Hindsight
Type: ../types/agent-memory-system-review.md · Status: current · Tags: trace-derived
Hindsight, from Vectorize, is a production agent memory backend for retaining agent/user traces, extracting structured facts, retrieving across semantic, lexical, graph, and temporal paths, and reflecting over raw facts, consolidated observations, mental models, and directives. The inspected repository is not just an SDK wrapper: it contains the FastAPI service, MCP tools, PostgreSQL/Oracle database layer, background worker, generated clients, OpenClaw and framework integrations, local embedded packages, documentation, benchmarks, and monitoring assets.
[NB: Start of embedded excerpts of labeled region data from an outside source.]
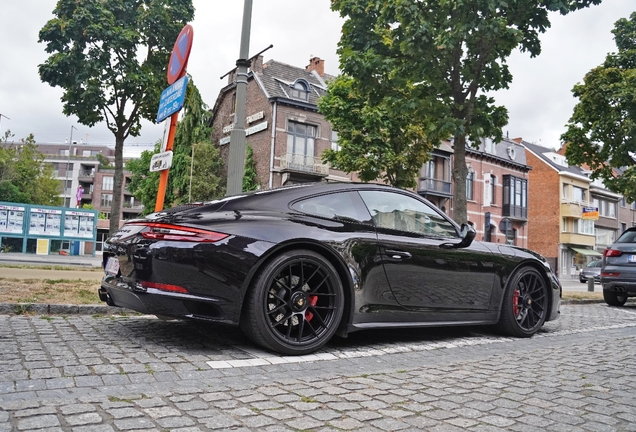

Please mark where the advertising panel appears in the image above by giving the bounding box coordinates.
[29,207,62,237]
[64,211,95,239]
[0,205,25,234]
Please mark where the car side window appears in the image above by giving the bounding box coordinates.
[360,191,458,238]
[292,192,371,223]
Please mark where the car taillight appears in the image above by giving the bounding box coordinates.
[135,223,228,243]
[141,281,188,294]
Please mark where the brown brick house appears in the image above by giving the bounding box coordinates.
[212,56,356,188]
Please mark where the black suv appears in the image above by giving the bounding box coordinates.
[601,227,636,306]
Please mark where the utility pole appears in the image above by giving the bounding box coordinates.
[226,0,252,195]
[0,113,11,140]
[64,126,77,207]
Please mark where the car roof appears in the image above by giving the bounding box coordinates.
[198,183,404,211]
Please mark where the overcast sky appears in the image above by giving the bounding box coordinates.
[0,0,636,155]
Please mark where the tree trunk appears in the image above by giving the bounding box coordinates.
[109,134,124,235]
[453,135,468,225]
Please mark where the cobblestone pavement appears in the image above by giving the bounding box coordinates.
[0,303,636,432]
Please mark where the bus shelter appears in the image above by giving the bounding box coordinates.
[0,202,99,256]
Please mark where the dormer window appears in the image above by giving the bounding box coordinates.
[291,80,309,100]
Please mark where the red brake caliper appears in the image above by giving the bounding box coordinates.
[512,290,521,317]
[305,296,318,321]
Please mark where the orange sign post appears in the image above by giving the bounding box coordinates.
[155,24,194,212]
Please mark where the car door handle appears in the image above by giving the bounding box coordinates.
[386,249,412,259]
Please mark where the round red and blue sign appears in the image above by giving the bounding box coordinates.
[168,24,194,85]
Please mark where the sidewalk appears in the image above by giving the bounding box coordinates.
[0,252,102,267]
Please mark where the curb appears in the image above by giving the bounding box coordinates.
[0,299,604,315]
[0,303,138,315]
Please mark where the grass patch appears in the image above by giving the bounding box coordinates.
[0,279,101,305]
[0,264,104,272]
Repository: https://github.com/vectorize-io/hindsight
Reviewed commit: 9784f6573a5bcba6ac6fd9dfb70929e5318857ce
Last checked: 2026-05-16
Core Ideas
Retain turns submitted traces into extracted memory units, not opaque transcript rows. retain_async and retain_batch_async accept text content plus context, event date, document id, metadata, entities, tags, observation scopes, update mode, and optional fact-type override, then route into a retain orchestrator that chunks, extracts facts, embeds them, resolves entities, builds links, stores chunks/documents, and writes fact rows in batches (memory_engine.py, orchestrator.py, types.py). Raw submitted text remains as documents and chunks; derived facts become memory_units with fact_type values of world, experience, or observation (models.py).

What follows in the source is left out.